The basis of Dr. Clark’s work is his recovery of data from which he can reconstruct many features of the English economy from 1200 to 1800. From this data, he shows, far more clearly than has been possible before, that the economy was locked in a Malthusian trap _ — each time new technology increased the efficiency of production a little, the population grew, the extra mouths ate up the surplus, and average income fell back to its former level.
Clark wondered whether the escape of the Malthusian trap had come about through natural selection. His data caused him to reject the idea that evolution toward disease resistance provided the answer. Instead, an analysis of English wills showed that:

Generation after generation, the rich had more surviving children than the poor.... That meant there must have been constant downward social mobility as the poor failed to reproduce themselves and the progeny of the rich took over their occupations. “The modern population of the English is largely descended from the economic upper classes of the Middle Ages,” he concluded.
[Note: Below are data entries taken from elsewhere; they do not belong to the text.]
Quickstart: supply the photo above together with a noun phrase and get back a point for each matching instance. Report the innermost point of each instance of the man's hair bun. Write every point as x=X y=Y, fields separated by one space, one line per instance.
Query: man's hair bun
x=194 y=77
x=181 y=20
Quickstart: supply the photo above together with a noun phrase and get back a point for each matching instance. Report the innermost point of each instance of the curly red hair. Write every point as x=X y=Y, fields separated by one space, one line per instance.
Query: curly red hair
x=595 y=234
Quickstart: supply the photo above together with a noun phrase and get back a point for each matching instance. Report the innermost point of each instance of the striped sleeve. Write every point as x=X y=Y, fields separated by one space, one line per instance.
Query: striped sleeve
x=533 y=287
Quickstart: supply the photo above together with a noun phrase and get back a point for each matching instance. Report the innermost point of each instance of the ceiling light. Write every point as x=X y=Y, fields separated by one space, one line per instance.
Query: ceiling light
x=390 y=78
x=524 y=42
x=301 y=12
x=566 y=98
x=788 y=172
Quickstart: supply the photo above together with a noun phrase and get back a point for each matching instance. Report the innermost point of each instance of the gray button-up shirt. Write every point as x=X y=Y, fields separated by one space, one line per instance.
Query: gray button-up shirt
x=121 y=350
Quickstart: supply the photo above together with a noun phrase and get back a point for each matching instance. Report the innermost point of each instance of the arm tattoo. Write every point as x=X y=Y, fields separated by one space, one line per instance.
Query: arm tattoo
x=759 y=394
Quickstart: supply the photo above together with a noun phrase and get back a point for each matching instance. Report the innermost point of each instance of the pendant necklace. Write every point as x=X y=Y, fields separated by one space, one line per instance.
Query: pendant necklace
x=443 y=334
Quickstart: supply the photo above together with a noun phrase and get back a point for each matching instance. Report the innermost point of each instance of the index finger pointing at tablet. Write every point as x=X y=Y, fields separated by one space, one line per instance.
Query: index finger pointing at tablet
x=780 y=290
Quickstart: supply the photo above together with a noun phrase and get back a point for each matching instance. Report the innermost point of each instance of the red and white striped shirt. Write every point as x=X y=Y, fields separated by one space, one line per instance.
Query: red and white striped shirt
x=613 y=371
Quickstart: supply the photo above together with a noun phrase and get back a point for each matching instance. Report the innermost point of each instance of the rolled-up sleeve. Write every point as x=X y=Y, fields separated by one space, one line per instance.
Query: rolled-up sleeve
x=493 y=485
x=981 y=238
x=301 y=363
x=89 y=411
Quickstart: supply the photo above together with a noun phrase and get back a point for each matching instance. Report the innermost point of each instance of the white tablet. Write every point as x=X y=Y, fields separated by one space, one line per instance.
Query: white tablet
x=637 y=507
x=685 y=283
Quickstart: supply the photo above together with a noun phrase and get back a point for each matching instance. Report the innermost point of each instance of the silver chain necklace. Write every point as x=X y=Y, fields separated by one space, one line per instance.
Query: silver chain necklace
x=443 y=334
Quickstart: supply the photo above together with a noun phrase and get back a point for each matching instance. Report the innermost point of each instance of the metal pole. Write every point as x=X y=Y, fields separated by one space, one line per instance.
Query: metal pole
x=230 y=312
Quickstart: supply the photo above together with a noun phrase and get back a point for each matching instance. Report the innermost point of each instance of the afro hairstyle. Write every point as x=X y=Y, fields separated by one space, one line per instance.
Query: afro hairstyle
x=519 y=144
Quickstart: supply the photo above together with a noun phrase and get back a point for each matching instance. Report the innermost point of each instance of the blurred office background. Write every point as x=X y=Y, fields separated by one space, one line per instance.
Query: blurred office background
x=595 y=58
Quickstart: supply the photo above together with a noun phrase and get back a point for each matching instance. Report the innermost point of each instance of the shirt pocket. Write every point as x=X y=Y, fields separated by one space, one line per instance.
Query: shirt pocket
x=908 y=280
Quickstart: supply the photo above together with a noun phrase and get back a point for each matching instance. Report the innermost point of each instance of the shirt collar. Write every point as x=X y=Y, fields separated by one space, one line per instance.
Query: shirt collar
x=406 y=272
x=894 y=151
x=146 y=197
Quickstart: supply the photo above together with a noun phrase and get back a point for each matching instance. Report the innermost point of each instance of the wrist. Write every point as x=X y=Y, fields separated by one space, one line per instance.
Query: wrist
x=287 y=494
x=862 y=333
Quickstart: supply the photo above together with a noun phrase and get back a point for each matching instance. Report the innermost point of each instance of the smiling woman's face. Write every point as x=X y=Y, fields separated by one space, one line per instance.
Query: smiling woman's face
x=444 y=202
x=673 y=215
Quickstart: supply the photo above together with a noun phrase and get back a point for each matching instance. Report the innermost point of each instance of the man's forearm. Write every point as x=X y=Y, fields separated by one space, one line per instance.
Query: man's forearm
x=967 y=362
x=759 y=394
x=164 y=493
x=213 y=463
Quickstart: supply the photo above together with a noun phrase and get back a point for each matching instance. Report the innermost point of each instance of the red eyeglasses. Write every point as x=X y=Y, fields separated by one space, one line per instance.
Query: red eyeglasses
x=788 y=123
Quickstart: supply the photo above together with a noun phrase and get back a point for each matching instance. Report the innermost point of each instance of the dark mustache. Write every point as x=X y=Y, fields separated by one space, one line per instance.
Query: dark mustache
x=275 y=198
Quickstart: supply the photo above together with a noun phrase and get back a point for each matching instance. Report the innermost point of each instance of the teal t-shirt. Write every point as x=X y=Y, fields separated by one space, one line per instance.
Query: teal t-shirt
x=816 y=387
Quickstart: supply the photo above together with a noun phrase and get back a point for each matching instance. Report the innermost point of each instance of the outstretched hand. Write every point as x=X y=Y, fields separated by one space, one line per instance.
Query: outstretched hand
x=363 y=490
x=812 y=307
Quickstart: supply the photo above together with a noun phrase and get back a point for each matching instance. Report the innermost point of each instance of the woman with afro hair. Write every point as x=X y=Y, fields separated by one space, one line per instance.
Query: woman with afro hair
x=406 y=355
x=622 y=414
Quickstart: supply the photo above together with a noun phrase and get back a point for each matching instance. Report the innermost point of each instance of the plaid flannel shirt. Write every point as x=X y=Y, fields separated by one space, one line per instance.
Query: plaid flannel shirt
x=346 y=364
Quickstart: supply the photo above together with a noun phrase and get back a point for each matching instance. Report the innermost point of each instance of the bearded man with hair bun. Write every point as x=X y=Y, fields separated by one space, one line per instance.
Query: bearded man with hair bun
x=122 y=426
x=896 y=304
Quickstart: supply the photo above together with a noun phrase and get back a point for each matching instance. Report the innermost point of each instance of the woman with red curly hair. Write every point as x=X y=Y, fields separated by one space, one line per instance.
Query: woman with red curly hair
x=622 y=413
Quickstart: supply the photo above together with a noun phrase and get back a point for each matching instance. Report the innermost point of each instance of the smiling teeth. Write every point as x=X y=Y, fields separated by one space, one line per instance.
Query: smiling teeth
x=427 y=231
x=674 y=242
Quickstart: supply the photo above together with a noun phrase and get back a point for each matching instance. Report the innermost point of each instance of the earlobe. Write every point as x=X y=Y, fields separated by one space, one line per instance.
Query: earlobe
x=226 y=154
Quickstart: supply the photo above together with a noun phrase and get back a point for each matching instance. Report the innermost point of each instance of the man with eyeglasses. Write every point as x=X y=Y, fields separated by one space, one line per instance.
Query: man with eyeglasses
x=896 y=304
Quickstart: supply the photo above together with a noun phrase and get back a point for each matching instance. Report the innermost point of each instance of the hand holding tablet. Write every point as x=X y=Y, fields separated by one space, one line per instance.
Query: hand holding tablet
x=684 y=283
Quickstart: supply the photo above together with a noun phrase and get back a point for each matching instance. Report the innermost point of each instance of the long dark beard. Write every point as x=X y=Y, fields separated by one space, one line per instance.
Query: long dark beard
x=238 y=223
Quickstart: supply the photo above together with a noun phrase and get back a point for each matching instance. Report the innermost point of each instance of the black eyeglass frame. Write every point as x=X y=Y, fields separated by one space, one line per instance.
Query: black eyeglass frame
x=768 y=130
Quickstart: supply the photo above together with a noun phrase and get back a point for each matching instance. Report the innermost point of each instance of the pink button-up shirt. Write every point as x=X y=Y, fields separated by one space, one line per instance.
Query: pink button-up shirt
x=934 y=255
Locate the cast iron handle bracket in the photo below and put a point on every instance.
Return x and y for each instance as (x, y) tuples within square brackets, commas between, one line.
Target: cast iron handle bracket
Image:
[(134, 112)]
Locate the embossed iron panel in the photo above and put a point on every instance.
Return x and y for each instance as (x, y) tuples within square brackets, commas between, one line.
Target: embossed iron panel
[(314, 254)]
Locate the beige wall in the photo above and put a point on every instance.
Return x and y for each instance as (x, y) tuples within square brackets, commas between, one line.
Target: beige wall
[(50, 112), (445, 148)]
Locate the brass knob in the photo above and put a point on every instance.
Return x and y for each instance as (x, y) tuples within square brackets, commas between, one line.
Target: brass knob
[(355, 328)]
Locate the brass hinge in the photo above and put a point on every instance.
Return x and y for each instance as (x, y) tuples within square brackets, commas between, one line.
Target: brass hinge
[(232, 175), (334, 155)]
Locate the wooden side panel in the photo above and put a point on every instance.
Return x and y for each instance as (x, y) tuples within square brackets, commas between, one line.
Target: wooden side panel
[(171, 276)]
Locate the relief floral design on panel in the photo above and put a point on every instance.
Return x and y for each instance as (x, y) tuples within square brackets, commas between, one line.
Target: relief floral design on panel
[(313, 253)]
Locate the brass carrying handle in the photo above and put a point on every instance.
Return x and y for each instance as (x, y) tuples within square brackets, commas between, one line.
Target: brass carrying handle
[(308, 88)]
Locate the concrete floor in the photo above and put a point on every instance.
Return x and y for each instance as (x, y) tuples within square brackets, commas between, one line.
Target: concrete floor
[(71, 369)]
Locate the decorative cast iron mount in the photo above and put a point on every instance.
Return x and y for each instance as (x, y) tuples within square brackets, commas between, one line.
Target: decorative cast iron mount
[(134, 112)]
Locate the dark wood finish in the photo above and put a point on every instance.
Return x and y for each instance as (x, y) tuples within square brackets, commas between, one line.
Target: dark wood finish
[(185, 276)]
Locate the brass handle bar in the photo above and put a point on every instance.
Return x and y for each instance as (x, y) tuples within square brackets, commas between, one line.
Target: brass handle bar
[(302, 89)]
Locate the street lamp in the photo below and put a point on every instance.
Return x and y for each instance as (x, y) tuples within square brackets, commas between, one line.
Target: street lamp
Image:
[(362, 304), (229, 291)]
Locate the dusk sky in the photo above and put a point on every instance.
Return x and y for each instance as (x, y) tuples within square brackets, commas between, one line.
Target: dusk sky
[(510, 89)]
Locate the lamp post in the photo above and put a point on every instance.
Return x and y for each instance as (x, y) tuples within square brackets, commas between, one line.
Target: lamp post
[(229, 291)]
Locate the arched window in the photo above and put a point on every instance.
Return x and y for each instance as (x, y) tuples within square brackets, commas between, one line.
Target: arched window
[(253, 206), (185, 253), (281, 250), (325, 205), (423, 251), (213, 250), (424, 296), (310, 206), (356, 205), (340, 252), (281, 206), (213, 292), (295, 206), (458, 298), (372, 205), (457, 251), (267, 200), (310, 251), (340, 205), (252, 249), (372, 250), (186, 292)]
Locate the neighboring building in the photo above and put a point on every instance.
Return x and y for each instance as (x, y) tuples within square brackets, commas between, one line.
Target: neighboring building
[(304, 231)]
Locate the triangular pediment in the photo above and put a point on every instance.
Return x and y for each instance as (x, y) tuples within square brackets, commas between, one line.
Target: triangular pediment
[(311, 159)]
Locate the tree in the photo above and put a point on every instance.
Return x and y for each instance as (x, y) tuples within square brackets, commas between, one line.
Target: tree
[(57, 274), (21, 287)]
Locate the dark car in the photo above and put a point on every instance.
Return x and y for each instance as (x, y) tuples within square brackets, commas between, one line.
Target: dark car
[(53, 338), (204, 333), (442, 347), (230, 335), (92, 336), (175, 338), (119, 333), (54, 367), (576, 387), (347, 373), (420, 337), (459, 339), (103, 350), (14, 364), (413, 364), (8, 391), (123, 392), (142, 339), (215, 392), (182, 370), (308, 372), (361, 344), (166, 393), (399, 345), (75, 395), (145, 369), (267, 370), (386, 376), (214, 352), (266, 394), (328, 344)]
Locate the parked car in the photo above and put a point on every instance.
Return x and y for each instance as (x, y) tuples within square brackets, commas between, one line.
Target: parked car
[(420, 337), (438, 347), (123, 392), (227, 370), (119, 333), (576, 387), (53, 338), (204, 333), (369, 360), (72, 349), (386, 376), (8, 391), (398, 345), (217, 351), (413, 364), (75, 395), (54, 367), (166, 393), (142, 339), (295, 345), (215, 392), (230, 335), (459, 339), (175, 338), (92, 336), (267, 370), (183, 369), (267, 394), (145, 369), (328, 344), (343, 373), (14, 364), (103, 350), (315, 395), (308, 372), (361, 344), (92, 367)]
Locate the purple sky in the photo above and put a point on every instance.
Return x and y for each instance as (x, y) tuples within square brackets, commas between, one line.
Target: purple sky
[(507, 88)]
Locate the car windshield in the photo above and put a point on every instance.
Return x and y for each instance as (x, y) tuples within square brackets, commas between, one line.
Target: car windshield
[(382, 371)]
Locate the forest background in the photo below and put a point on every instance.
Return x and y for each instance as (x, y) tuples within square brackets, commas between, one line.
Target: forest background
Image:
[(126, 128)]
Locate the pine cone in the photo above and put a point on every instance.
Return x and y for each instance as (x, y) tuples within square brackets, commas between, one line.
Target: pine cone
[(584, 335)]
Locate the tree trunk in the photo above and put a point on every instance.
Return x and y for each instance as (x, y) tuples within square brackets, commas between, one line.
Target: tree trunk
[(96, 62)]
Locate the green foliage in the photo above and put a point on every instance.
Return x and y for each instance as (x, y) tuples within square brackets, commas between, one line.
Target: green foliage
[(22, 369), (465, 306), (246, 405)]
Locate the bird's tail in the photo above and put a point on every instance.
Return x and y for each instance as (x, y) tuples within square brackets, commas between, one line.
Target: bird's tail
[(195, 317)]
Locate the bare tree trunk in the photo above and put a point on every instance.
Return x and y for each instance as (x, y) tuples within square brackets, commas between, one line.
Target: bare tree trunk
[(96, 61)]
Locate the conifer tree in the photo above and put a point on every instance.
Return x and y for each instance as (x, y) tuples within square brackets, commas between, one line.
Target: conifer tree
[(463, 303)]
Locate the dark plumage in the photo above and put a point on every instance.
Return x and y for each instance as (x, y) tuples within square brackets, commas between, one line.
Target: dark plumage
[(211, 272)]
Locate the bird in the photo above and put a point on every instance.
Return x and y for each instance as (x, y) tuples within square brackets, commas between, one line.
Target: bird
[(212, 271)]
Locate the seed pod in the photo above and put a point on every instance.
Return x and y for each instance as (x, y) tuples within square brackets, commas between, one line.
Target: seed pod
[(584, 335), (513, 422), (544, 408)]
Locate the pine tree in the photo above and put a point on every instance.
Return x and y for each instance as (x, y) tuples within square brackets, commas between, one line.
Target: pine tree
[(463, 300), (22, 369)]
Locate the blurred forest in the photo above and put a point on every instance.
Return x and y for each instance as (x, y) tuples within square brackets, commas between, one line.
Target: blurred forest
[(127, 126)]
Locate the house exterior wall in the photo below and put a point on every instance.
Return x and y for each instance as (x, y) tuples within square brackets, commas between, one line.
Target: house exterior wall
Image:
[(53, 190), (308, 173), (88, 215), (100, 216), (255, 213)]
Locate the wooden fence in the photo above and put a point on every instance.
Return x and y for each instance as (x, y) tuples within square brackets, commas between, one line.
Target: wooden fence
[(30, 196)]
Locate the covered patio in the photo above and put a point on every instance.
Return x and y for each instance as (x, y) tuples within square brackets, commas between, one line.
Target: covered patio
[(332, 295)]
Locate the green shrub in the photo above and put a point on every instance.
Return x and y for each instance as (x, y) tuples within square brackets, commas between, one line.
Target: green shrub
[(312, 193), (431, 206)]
As the progeny of the rich pervaded all levels of society, Dr. Clark considered, the behaviors that made for wealth could have spread with them. He has documented that several aspects of what might now be called middle-class values changed significantly from the days of hunter gatherer societies to 1800. Work hours increased, literacy and numeracy rose, and the level of interpersonal violence dropped.

Hmmm. Continue reading this interesting Science Times article here (or page D1 of your NYT).
We can easily imagine holes in the newspaper article version of this argument, but of course we haven't seen the book, which promises to be important and provocative, whether wrong or right. Keep an eye out for reviews, in this space and your favorite papers, appearing with the book next month.